Consumer Watchdog: Fees worth smiling about

By Celeste Gorrell Anstiss

Add a comment
Christine Webb goes to the dentist every six months. Photo / Chris Loufte
Christine Webb goes to the dentist every six months. Photo / Chris Loufte

A trip to the dentist is rarely fun and often expensive. But a Herald on Sunday survey has shown the cost of a check-up can vary wildly - from free to more than $150.

And while the cheapest scale and polish was $65 for 30 minutes, the most expensive came in at $120 - $4 for every minute in the chair.

Otago University dental professor Murray Thompson said the industry was ruled by free-market economics.

"Adult dental care has been left to a private model. The practices doing free check-ups are probably using it as a loss-leader to get new clients in," he said.

"The costs of running a dental practice are horrendous.
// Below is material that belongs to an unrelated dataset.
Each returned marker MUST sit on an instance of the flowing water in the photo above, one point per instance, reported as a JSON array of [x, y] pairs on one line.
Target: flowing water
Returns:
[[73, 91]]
It's hundreds and hundreds of dollars in overheads an hour."

New Zealand Dental Association (NZDA) figures show Auckland dentists are more expensive than the rest of the country while Wellington, Taranaki and Hawke's Bay dentists are the cheapest.

Lumino dentist Fiona Davies-Payne said the old saying "you get what you pay for" applied - more expensive clinics had newer technology and more accomplished staff.

"They have dentists who are very, very good operators," she said.

NZDA chief executive David Crum said there were a number of reputable family dentists with reasonable fees - and the best way to separate the good from the bad was to ask people in your area.

"You wouldn't choose an eye surgeon by calling around and finding out who was the cheapest or most expensive," he said.

"Find one [a dentist] you like and stick with them."

Thompson said the most expensive option was not going at all. "Long-term dental users have far fewer problems with their teeth compared with people who only go when they're in pain."

People who avoided the dentist had more problematic gums, more lost teeth and more decay. He recommended an annual hygienist appointment to remove the build-up of plaque and tartar - which would prevent dental and gum problems down the track.

Crum said younger people who grew up with fluoride water and had few fillings only needed to have a dentist check-up every two years. Older adults who had had a lot of dental work should go every six months.

Christine Webb, 59, may have been Dr Bruce Carnachan's most loyal customer - visiting him twice a year for 44 years.

With Carnachan now working only part-time, Webb and her family have moved to Lumino dentists in Takapuna.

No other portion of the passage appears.